International
Tyrone Siu / Reuters

Hong Kong leader to protesters: You have 'zero chance'

Hong Kong's chief executive said protesters had 'lost control', refused to rule out use of force; police remove barriers

Hours after Hong Kong's embattled leader Leung Chun-ying vowed on Sunday to stay in office, warning students demanding his resignation that their pro-democracy movement was out of control, police removed some of the protesters barricades before the Monday morning rush hour.

Officers took away unmanned metal barricades at the edges of the city's Central financial district at 5:30 a.m. Monday.

In response, protest leaders used social media to call for help from supporters to reinforce other barricades. Dozens of protesters locked arms and faced off against officers in a brief standoff at the other end of the protest zone in the Admiralty district.

   Police said they also removed some barricades from another protest zone, across Victoria Harbor in the crowded Mong Kok shopping district. Police said they didn't want to clear the entire protest zone but instead wanted to relieve congestion and reduce the chance of traffic accidents.

"Today we haven't come to clear the area," a police officer told protesters on local TV. "We just want to clear the barricades blocking the road and take back the government's tools and other property."

Leung said the blockade of key parts of the Asian financial hub, now entering its third week, could not continue indefinitely.

Speaking in an interview with the local TVB television station, Leung said his government would continue to try to talk with student leaders but did not rule out the use of "minimum force" to clear the area.

The last few weeks had "proved that a mass movement is something easy to start, but difficult to stop," he said.

"And no one can direct the direction and pace of this movement. It is now a movement that has lost control."

Leung also said that there was "zero chance" that China's leaders in Beijing would change an August decision limiting democracy in Hong Kong.

Beijing has said that only candidates screened by a nomination committee will be able to contest a city-wide vote to choose the next chief executive in 2017. The protesters say this violates the city's Basic Law, the Hong Kong constitution that promises that the city's leader be selected by "universal suffrage upon nomination by a broadly representative nominating committee in accordance with democratic procedures."

The former British colony was promised that its freedoms would be protected under a "one country, two systems" formula, when Britain handed its old colony back to China 17 years ago.

The official People's Daily in Beijing described the so-called Occupy Central movement as "unrest" in a front-page editorial published on Saturday — language some analysts said reflected the growing unease among China's leaders.

Leung's comments came as the protest center outside government head offices in Admiralty took on the feel of a festival campsite in a canyon of skyscrapers.

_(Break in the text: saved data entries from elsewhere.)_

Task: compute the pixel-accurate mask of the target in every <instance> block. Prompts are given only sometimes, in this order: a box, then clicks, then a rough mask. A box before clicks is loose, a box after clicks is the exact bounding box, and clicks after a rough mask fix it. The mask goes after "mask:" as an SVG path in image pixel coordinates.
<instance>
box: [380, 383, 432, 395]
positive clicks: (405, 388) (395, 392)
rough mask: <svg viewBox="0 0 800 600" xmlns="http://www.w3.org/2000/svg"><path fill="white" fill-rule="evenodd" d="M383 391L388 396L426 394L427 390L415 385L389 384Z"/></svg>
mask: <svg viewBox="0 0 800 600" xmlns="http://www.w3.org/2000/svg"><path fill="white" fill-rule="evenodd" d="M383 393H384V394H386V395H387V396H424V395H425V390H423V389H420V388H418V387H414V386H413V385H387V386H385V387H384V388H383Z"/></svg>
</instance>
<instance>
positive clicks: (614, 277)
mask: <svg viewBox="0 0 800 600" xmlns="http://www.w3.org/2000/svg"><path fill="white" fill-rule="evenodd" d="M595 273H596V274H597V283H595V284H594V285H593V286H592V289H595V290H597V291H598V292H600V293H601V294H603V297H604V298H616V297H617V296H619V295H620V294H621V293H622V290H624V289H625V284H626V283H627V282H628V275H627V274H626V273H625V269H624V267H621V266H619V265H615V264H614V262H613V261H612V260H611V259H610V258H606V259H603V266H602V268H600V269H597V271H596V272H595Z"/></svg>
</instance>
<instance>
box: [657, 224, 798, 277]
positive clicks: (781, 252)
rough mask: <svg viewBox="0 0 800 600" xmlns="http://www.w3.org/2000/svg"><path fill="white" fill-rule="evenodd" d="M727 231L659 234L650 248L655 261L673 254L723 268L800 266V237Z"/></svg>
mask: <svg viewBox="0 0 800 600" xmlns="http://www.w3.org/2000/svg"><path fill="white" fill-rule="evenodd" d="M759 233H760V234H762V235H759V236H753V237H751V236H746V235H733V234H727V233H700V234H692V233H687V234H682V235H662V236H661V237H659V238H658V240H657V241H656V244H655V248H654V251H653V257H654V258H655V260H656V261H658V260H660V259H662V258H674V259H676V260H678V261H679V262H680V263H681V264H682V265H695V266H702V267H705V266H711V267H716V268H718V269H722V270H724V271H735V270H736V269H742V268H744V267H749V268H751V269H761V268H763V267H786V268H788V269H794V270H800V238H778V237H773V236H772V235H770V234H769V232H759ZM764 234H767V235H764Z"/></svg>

"In here, it is like a piece of green land," said Maggie Cheung, a 27-year-old kindergarten teacher, who added that she would leave to start work tomorrow.

"People are caring and we are sharing the same goal — we fight for a better future. It is like utopia here."

Numbers dropped significantly last week, rising again on Friday night as 10,000 people turned out to hear protest leaders urge the public to prepare for a protracted struggle.

Some 200 tents now line Gloucester and Harcourt roads on what had been one of Hong Kong's busiest thoroughfares leading to the Central financial district.

Hundreds of protesters, young and old, slept overnight in what some protesters described as the most peaceful, relaxed night yet. Some strummed guitars between speeches, others played cards or read.

Some students studied in a makeshift classroom, complete with desks and power sockets set up on the highway.

Many family groups visited the site on Sunday, taking advantage of balmy autumn conditions.

Not everyone was happy with the carnival atmosphere. Construction workers and a drivers' union challenged the students to end their protests, and warning them to dismantle the barricades as it was effecting their work.

"Democracy is very important but people's livelihoods are also very important," said Chan Tak-keung, one of a group of angry taxi drivers who shouted at the students in Admiralty.